I have an sorted array of strings: eg: ["bar", "foo", "top", "zebra"] and I want to search if an input word is present in an array or not.

eg:

search (String[] str, String word) {
     // binary search implemented + string comaparison.
}

Now binary search will account for complexity which is O(logn), where n is the length of an array. So for so good.

But, at some point we need to do a string compare, which can be done in linear time.

Now the input array can contain of words of different sizes. So when I am calculating final complexity will the final answer be O(m*logn) where m is the size of word we want to search in the array, which in our case is "zebra" the word we want to search?

Answer 1

I was under the impression that what original poster said was correct by saying time complexity is O(m*logn).

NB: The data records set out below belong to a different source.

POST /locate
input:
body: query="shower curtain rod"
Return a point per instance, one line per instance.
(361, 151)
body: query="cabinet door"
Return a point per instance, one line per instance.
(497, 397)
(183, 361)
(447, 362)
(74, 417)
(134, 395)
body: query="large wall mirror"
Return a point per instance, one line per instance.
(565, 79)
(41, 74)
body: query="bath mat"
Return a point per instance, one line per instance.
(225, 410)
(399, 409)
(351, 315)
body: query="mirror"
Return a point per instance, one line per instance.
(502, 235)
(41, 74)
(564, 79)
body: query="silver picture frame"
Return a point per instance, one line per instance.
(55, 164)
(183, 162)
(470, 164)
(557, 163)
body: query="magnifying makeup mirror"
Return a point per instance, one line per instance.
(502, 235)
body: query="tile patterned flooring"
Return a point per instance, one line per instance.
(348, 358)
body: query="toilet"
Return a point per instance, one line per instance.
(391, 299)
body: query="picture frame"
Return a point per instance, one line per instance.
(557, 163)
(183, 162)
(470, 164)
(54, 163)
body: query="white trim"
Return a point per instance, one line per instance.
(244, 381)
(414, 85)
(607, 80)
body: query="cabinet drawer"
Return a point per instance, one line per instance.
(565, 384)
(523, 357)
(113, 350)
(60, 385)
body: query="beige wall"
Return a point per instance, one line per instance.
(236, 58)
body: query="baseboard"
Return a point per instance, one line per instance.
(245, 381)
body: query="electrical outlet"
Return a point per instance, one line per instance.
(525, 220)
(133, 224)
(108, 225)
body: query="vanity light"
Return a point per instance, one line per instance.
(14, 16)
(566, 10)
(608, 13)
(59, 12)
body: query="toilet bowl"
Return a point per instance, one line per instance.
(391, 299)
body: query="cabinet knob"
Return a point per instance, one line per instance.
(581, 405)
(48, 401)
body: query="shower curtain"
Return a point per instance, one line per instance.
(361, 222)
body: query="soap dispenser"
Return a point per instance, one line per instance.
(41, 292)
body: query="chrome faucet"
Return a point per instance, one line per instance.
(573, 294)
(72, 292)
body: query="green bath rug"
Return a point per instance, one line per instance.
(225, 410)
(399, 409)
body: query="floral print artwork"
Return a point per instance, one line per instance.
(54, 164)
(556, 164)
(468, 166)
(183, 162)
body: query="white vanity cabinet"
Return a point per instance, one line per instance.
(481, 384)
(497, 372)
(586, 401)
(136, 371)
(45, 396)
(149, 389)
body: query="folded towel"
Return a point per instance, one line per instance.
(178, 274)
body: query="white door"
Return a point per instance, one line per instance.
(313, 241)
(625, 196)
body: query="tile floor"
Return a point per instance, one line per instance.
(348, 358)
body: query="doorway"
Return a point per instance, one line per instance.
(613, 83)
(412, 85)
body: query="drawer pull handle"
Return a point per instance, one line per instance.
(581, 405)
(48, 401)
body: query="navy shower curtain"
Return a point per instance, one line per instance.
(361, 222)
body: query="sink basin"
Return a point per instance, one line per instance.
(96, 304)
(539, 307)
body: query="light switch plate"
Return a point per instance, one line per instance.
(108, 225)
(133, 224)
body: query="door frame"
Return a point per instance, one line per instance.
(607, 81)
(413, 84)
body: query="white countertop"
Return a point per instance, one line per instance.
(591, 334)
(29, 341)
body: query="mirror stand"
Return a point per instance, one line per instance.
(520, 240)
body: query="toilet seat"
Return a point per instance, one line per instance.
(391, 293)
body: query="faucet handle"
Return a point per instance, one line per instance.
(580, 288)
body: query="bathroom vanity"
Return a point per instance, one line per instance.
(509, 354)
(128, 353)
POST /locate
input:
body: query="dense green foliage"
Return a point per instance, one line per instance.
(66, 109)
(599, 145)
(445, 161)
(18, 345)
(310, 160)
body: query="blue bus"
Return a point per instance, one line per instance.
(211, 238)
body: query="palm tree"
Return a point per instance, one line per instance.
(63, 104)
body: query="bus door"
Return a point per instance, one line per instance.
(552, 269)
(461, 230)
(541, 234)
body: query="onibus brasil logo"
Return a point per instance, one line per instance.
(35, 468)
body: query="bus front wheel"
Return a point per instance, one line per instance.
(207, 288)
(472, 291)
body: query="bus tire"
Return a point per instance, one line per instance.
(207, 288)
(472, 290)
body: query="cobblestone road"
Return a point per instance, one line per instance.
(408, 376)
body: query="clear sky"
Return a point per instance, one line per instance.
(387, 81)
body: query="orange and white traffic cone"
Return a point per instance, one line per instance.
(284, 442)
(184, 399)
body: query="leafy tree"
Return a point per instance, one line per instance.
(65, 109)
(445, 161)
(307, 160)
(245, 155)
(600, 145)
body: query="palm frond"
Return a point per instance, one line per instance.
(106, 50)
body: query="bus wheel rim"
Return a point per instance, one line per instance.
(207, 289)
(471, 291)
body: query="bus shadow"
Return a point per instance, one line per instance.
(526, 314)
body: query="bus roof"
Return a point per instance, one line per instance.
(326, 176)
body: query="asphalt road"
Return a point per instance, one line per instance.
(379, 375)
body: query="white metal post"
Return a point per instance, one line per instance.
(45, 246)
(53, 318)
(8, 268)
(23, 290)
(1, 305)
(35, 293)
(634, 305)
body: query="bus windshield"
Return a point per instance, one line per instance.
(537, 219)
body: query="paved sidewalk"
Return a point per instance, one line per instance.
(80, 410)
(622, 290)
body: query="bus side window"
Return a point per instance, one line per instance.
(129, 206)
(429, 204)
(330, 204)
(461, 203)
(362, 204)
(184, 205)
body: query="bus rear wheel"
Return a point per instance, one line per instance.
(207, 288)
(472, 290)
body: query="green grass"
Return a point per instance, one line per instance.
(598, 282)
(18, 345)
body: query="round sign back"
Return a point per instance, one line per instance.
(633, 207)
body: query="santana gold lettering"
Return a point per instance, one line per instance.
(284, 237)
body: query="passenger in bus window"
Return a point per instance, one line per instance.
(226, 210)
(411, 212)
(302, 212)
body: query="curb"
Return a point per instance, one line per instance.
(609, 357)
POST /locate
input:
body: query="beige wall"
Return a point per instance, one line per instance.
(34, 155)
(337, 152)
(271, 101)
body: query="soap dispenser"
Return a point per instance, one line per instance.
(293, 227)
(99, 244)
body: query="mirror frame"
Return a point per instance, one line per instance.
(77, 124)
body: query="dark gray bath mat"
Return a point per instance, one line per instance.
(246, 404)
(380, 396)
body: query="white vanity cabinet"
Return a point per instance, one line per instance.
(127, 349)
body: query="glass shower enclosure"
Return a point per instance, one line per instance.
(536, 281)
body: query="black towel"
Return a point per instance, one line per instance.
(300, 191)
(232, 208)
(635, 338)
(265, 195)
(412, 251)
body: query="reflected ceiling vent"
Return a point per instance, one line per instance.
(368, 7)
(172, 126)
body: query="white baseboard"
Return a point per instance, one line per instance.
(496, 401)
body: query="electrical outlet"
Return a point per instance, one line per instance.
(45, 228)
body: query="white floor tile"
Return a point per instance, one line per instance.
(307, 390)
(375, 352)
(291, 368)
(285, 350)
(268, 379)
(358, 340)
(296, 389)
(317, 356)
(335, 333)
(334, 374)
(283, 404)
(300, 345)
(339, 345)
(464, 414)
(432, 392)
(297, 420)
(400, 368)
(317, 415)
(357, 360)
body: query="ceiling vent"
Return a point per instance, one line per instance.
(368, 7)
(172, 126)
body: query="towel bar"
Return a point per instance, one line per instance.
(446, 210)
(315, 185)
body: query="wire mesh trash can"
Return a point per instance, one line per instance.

If you use the suggested enhancement to improve the time complexity (to get O(m + logn)) by tracking previously matched letters I believe the below inputs would break it.

arr = [“abc”, “def”, “ghi”, “nlj”, “pfypfy”, “xyz”]

target = “nljpfy”

I expect this would incorrectly match on “pfypfy”. Perhaps one of the original posters can weigh in on this. Definitely curious to better understand what was proposed. It sounds like matched number of letters are skipped in next comparison.

Answer 2

Yes, your thinking as well your proposed solution, both are correct. You need to consider the length of the longest String too in the overall complexity of String searching.

A trivial String compare is an O(m) operation, where m is the length of the larger of the two strings.

But, we can improve a lot, given that the array is sorted. As user "doynax" suggests,

Complexity can be improved by keeping track of how many characters got matched during the string comparisons, and store the present count for the lower and upper bounds during the search. Since the array is sorted we know that the prefix of the middle entry to be tested next must match up to at least the minimum of the two depths, and therefore we can skip comparing that prefix. In effect we're always either making progress or stopping the incremental comparisons immediately on a mismatch, and thereby never needing to keep going over old ground.

So, overall m number of character comparisons would have to be done till the end of the string, if found OR else not even that much(if fails at early stage).

So, the overall complexity would be O(m + log n).